Anche in questo recente "Un giallo a Napoli. La seconda morte di Giacomo
Leopardi" (Guida, 218 pagine), dedicato ai misteri della morte e della
sepoltura dell'autore dei Canti, emerge in ogni caso questo elemento basilare
per capire davvero il recanatese. Il lavoro della Marcon è davvero ben
documentato e preciso, e offre un nuovo orizzonte conoscitivo sulle ultime ore
di Leopardi, che molto probabilmente, a stare ai documenti presentati dalla
studiosa, fu sepolto in una fossa comune nel "camposanto dei
colerosi" a Napoli, e non nella chiesa di San Vitale, come si è portati
ancora a credere.
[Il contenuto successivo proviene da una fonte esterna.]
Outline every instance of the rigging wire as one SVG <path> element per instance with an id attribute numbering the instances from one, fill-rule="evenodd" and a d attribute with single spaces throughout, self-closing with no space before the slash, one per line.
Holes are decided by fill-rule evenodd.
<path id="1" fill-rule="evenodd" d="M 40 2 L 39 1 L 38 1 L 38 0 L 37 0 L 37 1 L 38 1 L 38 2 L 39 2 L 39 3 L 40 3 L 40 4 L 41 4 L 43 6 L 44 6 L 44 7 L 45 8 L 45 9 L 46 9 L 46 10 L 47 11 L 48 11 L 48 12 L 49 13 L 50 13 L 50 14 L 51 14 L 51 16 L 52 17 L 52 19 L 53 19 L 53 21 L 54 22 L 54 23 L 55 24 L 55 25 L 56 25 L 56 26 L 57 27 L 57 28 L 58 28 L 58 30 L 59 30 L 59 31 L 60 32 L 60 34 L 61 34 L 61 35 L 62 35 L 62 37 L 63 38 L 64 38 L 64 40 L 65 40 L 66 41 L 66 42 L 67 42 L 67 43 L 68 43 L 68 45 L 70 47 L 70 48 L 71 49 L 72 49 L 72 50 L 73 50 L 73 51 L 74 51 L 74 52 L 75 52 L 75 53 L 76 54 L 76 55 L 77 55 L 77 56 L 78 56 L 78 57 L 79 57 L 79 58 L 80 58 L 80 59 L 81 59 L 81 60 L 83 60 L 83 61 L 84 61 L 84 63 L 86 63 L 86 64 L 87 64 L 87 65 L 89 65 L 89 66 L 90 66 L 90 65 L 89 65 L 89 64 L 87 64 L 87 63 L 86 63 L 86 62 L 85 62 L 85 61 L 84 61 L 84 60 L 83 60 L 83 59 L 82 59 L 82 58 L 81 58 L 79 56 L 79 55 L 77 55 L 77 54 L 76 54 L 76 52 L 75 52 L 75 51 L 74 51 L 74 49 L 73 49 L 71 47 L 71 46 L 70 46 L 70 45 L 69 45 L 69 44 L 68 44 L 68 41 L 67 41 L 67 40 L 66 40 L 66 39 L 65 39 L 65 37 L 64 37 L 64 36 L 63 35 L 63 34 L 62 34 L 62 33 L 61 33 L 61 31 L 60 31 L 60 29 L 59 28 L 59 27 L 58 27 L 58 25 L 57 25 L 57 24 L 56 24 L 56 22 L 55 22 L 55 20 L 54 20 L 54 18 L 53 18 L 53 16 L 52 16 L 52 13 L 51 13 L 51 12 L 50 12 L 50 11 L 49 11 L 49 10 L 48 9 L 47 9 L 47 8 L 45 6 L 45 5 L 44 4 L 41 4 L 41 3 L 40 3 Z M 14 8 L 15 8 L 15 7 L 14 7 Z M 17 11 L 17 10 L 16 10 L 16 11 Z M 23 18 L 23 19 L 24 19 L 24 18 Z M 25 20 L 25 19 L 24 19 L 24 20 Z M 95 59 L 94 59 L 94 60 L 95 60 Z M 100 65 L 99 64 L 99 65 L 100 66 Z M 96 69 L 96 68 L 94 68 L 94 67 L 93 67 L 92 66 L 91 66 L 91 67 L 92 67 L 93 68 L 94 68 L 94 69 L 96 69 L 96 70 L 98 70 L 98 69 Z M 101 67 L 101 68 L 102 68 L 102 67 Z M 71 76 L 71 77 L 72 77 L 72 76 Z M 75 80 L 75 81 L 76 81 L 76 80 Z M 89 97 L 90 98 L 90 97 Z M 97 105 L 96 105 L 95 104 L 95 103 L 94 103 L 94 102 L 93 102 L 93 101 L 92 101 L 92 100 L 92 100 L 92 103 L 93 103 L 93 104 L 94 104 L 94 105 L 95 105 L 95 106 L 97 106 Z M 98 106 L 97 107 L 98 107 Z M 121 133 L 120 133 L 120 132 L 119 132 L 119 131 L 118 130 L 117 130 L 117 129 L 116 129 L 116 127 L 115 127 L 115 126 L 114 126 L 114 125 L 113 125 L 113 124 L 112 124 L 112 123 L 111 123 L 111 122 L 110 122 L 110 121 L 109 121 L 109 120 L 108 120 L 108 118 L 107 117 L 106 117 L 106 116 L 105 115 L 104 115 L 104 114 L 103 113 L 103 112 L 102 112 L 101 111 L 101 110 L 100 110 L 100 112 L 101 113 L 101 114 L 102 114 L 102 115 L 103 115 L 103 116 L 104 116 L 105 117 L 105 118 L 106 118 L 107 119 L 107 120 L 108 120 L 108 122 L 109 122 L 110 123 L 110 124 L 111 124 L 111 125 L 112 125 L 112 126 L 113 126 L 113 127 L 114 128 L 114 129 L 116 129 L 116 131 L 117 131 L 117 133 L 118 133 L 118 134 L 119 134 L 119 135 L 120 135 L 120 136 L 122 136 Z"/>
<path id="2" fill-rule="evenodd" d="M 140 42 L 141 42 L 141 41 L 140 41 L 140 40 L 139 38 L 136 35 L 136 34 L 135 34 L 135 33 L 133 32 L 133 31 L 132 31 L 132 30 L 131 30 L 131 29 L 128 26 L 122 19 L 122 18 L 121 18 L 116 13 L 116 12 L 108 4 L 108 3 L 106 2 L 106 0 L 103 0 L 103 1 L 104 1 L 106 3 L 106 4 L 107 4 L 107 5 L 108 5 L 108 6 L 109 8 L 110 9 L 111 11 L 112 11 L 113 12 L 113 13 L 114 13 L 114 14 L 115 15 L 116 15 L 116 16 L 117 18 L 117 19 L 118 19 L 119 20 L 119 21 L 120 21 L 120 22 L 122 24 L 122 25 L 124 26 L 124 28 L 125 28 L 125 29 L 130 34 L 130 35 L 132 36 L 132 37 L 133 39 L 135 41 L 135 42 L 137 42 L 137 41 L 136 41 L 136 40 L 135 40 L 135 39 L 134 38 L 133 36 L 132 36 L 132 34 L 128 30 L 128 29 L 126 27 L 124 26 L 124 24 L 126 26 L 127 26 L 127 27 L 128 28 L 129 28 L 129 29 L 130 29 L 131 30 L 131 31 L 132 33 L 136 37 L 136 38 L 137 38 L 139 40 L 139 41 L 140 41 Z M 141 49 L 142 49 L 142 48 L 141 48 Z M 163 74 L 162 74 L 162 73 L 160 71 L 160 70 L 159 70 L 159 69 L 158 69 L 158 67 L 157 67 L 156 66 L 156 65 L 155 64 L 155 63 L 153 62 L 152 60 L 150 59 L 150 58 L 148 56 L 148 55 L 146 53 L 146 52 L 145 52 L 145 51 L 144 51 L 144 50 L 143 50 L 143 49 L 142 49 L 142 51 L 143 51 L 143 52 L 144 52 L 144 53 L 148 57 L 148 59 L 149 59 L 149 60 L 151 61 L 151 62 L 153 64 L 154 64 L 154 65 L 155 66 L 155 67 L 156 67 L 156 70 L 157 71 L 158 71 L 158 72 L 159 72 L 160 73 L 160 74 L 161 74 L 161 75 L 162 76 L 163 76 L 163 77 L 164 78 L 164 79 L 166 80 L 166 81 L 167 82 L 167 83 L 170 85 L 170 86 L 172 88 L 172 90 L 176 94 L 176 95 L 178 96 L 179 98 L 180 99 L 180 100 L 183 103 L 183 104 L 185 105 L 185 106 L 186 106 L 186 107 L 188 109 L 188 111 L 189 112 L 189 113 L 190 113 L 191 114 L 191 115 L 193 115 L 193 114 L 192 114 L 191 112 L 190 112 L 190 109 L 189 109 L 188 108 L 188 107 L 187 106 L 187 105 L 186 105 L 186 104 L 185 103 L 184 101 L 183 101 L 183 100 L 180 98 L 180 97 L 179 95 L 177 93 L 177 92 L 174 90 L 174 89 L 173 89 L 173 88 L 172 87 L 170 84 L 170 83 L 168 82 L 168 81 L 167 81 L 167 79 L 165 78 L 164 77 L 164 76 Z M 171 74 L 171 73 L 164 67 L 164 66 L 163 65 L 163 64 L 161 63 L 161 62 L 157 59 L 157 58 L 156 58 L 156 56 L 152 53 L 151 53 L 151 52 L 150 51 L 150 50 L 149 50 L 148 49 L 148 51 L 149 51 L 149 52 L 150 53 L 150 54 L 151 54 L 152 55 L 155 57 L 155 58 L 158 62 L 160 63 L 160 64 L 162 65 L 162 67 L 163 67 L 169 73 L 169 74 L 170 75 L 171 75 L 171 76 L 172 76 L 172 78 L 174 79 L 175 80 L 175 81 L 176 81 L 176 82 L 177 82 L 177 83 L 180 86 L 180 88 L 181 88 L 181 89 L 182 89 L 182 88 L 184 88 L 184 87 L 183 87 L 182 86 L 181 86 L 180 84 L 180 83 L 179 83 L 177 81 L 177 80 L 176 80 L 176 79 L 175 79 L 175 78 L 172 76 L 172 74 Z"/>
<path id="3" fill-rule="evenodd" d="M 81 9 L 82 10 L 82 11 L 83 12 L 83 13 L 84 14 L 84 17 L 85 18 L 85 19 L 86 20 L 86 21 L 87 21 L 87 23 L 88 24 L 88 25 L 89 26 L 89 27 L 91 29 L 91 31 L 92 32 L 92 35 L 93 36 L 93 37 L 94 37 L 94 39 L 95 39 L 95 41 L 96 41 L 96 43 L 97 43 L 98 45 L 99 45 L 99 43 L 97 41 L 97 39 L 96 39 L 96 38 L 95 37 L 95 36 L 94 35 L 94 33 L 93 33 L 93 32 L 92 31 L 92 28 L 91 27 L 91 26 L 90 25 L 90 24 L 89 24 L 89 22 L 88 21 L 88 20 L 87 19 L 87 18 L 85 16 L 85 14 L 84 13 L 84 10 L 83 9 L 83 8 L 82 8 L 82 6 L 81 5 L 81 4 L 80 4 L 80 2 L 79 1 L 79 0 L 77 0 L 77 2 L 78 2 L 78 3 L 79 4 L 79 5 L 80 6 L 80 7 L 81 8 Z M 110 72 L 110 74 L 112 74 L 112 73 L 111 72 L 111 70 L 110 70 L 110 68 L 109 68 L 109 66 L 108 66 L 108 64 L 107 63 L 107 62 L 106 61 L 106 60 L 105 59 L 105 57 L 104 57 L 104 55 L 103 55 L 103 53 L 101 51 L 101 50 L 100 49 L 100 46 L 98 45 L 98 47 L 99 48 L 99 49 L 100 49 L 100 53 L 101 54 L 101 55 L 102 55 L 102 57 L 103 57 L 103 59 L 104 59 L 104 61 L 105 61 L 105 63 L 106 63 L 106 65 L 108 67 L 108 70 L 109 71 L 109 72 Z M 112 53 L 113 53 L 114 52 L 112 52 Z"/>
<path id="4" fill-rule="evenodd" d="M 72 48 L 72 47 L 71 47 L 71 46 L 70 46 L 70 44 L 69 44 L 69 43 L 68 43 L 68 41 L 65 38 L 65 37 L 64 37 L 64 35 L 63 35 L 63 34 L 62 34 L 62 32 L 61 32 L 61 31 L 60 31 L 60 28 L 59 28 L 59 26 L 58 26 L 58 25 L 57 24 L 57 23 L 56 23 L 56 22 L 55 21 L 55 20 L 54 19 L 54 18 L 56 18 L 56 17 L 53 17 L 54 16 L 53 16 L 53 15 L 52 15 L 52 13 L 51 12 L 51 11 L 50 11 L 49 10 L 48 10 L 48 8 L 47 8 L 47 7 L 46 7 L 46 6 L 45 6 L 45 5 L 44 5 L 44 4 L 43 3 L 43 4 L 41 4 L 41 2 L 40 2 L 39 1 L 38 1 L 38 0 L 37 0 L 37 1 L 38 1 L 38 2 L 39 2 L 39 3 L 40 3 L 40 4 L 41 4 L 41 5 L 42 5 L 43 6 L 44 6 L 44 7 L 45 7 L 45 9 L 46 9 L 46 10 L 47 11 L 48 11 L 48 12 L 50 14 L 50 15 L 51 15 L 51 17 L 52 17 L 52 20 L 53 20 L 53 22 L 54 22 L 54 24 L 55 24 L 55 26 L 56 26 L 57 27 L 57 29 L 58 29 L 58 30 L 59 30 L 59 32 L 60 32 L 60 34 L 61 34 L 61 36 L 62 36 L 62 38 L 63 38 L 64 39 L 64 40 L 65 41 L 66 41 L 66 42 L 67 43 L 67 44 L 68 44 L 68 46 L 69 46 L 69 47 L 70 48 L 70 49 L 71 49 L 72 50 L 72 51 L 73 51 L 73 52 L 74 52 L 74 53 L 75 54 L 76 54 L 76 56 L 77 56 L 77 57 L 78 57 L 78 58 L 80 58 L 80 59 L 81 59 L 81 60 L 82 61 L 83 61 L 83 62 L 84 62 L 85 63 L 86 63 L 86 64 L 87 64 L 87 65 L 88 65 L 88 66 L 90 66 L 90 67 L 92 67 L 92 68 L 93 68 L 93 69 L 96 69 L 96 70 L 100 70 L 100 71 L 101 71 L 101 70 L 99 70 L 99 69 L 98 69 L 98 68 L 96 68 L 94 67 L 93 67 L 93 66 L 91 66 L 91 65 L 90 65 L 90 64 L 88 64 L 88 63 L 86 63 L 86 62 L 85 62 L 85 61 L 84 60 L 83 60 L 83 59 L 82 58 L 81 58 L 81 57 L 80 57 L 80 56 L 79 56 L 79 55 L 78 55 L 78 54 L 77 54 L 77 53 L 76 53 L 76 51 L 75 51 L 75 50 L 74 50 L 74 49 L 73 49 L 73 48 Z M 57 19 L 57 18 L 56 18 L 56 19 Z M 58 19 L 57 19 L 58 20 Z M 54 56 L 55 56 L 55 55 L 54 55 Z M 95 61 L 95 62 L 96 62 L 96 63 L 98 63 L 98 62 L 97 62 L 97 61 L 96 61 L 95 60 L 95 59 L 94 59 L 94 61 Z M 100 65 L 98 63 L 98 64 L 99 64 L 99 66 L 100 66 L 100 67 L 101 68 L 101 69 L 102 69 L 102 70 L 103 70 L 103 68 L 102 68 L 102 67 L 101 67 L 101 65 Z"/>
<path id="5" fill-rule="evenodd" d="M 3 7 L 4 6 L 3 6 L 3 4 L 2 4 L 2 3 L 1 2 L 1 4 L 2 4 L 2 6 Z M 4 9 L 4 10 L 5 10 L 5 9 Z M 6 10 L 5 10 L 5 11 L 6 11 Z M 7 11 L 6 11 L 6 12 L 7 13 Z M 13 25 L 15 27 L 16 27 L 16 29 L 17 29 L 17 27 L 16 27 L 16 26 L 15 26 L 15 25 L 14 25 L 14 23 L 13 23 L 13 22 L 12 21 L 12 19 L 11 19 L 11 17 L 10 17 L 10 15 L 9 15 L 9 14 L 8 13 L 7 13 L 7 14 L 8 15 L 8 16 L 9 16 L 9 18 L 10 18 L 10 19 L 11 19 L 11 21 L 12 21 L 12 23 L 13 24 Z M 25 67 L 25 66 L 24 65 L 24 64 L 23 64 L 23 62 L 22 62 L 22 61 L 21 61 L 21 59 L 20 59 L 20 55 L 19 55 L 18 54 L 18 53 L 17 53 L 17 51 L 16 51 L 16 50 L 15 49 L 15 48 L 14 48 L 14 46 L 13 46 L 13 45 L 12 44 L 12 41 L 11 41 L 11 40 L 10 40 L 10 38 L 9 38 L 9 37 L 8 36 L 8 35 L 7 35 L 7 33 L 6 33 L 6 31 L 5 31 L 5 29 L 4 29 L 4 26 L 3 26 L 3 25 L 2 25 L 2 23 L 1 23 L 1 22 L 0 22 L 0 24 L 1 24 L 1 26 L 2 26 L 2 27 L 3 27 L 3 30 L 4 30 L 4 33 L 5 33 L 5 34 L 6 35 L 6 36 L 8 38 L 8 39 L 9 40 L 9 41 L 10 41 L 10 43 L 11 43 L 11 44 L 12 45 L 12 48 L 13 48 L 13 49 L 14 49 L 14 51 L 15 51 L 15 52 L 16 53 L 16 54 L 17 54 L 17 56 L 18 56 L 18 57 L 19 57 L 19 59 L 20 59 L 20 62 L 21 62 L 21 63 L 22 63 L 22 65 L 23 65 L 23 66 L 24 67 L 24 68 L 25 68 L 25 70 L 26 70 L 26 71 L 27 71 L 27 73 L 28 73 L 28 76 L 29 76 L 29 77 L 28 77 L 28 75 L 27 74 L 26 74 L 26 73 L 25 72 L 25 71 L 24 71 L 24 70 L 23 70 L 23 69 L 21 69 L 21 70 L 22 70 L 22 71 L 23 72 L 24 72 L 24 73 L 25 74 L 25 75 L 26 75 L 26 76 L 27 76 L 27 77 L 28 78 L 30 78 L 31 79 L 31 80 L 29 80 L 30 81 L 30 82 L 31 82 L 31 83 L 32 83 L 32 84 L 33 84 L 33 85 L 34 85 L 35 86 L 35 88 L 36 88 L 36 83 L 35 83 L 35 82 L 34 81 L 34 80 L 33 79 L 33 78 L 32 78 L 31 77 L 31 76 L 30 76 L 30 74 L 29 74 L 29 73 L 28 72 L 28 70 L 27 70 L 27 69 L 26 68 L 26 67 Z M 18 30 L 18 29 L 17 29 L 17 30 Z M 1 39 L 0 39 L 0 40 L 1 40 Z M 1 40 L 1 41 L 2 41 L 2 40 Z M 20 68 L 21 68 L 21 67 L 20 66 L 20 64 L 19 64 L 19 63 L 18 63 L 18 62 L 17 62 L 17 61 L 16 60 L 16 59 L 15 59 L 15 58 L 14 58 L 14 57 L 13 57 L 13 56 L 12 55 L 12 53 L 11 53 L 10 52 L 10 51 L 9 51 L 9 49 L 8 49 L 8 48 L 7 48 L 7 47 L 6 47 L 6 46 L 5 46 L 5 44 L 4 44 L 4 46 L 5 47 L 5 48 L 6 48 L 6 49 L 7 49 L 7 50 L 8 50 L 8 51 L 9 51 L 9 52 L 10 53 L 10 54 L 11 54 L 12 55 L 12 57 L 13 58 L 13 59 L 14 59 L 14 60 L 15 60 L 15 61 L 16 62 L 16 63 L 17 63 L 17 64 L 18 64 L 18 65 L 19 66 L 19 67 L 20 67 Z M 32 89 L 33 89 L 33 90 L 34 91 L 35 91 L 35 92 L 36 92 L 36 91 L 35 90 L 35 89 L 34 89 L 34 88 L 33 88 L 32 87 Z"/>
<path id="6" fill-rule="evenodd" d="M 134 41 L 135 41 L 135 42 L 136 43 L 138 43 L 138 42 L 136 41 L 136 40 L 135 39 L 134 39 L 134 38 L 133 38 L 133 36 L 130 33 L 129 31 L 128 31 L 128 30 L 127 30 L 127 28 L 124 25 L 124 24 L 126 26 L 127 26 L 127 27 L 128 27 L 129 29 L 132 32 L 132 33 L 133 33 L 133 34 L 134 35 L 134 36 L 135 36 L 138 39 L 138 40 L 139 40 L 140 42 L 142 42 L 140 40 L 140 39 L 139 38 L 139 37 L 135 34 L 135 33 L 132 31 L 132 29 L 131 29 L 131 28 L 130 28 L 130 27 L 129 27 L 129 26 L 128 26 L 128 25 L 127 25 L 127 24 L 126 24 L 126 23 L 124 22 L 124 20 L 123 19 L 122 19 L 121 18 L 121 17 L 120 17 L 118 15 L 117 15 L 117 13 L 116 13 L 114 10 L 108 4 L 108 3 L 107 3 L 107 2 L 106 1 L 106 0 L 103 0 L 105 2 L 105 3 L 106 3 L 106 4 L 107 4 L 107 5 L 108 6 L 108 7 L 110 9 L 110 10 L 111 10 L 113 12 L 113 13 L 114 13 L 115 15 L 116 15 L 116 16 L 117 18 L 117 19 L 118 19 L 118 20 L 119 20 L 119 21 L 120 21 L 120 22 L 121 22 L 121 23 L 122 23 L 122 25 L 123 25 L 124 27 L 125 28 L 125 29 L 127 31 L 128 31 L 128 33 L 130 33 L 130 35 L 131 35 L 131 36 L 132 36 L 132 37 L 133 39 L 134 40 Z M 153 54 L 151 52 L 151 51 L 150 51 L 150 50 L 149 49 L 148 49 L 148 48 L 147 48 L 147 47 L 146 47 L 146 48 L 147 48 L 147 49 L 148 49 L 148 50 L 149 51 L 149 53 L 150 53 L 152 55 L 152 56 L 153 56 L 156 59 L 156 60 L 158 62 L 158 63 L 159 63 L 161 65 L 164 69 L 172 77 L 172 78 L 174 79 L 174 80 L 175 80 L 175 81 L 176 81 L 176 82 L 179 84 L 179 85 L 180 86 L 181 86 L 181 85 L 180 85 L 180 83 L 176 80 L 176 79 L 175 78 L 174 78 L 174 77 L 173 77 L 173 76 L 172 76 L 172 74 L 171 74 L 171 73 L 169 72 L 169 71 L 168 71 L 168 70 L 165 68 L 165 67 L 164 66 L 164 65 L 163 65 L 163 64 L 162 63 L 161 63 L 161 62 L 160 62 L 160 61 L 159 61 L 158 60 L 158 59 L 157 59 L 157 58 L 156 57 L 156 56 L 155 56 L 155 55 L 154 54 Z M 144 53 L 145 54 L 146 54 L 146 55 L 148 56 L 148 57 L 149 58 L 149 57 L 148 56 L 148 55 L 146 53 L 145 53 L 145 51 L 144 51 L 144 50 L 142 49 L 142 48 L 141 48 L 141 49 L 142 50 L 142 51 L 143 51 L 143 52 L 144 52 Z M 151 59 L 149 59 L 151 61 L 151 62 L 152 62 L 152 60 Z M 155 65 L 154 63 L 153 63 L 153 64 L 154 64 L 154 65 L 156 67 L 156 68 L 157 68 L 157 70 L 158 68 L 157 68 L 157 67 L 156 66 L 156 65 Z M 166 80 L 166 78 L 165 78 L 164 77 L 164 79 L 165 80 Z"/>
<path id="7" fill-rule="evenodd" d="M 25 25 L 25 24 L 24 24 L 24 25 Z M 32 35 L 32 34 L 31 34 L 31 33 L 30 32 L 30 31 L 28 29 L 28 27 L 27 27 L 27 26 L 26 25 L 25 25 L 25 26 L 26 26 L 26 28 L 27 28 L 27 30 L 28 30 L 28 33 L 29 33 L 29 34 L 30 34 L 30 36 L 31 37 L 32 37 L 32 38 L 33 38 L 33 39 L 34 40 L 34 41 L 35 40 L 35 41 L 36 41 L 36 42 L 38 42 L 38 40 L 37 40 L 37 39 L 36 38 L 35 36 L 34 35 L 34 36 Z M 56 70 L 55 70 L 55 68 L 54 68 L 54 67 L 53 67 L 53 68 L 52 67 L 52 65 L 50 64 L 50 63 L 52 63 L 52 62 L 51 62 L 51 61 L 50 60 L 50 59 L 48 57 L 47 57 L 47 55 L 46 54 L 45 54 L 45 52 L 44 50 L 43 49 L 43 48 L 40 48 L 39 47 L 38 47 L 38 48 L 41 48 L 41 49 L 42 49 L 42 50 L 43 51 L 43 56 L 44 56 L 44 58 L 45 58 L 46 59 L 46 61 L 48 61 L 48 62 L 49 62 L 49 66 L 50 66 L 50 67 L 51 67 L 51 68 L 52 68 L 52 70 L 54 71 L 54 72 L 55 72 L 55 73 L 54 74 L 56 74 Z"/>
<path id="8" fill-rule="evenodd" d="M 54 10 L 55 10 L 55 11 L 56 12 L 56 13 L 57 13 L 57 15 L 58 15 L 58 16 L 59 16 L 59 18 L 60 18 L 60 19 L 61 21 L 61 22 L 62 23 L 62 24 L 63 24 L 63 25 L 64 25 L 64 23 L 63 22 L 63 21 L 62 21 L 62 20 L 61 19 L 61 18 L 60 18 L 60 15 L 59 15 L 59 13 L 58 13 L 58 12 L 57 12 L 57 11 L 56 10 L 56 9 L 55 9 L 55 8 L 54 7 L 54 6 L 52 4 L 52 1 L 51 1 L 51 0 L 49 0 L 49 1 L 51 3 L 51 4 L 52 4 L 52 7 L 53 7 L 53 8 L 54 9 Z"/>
Le ultime acquisizioni che la Marcon ci sottopone danno
questa quasi certezza, sollevando nel contempo anche il problema della vera
causa della morte del poeta, che potrebbe essere stata proprio il colera, e non
la "idropericardia" come da un discusso certificato stilato da un
medico. Al centro di tutto questo pasticcio viene posto Antonio Ranieri, vero e
proprio bersaglio polemico del libro, di cui viene sottolineata la doppiezza -
emersa già con la pubblicazione dei "Sette anni di sodalizio con Giacomo
Leopardi" in cui il poeta veniva messo in cattiva luce -, doppiezza che
avrebbe poi portato alla nebbia foltissima alzatasi sulla fine del recanatese e
sul mistero delle sue spoglie mortali. Ma, come si diceva, le notizie sulla
effettiva morte cristiana di Leopardi, se sono preziose per la verità storica,
non cambiano quello che aveva intuito Gioberti e che la Marcon sostiene da
tempo: che cioè gli abissi del pensiero leopardiano non sottintendono un
ateismo radicale. Lo stesso Ranieri, tanto bistrattato dalla Marcon e da molti
altri, aveva affermato che Leopardi "nacque e morì cristianissimo",
che "egli accusò spesso ne' suoi scritti la natura che lo aveva
maltrattato" ma che intanto egli aveva fatta sua la distinzione "tra
quel che si chiama natura e il principio reggitore o moderatore
dell'universo". La doppiezza dell'amico del poeta è stata quella di non
far conoscere questo e soprattutto di non far sapere della sua morte confortata
dai Sacramenti per non dispiacere agli ambienti anticlericali e sensisti del
tempo. Quelle parole però ci fanno riflettere sulle profondità dolenti e
inquiete del pensiero leopardiano: il cantore di Silvia non è stato il solo a
toccarle, e non è stato il solo ad avvicinarsi alle scaturigini religiose, a volte
mistiche, che si celano dietro quegli abissi: si pensi alla fede cristiana di
Federigo Tozzi ma anche all'atmosfera senza scampo, circonfusa di violenza
sorda e senza senso di alcuni suoi capolavori, come "Il podere" o
"Tre croci"; si rivada con la memoria alla società corrotta e
all'abiezione di alcuni personaggi di Dostoevskij, che certamente non era ateo
o sensista. Di scrittori che hanno rilevato il male presente nella vita ma che
nel contempo non lo hanno proclamato come unica realtà, è piena la storia della
letteratura, e Leopardi non fa eccezione. Anzi, la sua profonda riflessione
sulla vanità del tutto lo avvicina a quei Salmi e a quei lamenti su una vita
consegnata alla sofferenza e ad una volontà inesausta e mai appagata,
provenienti proprio dal Libro per eccellenza. Il dolore più radicale può
divenire riconoscimento della inevitabile fine delle forme e dei piaceri fini a
se stessi. Non della assenza di un Dio.La grande poesia non è mai confinata in
una angusta e unica scuola di pensiero, ma riesce a raggiungere tutti gli
spiriti alla ricerca di un senso, nessuno escluso.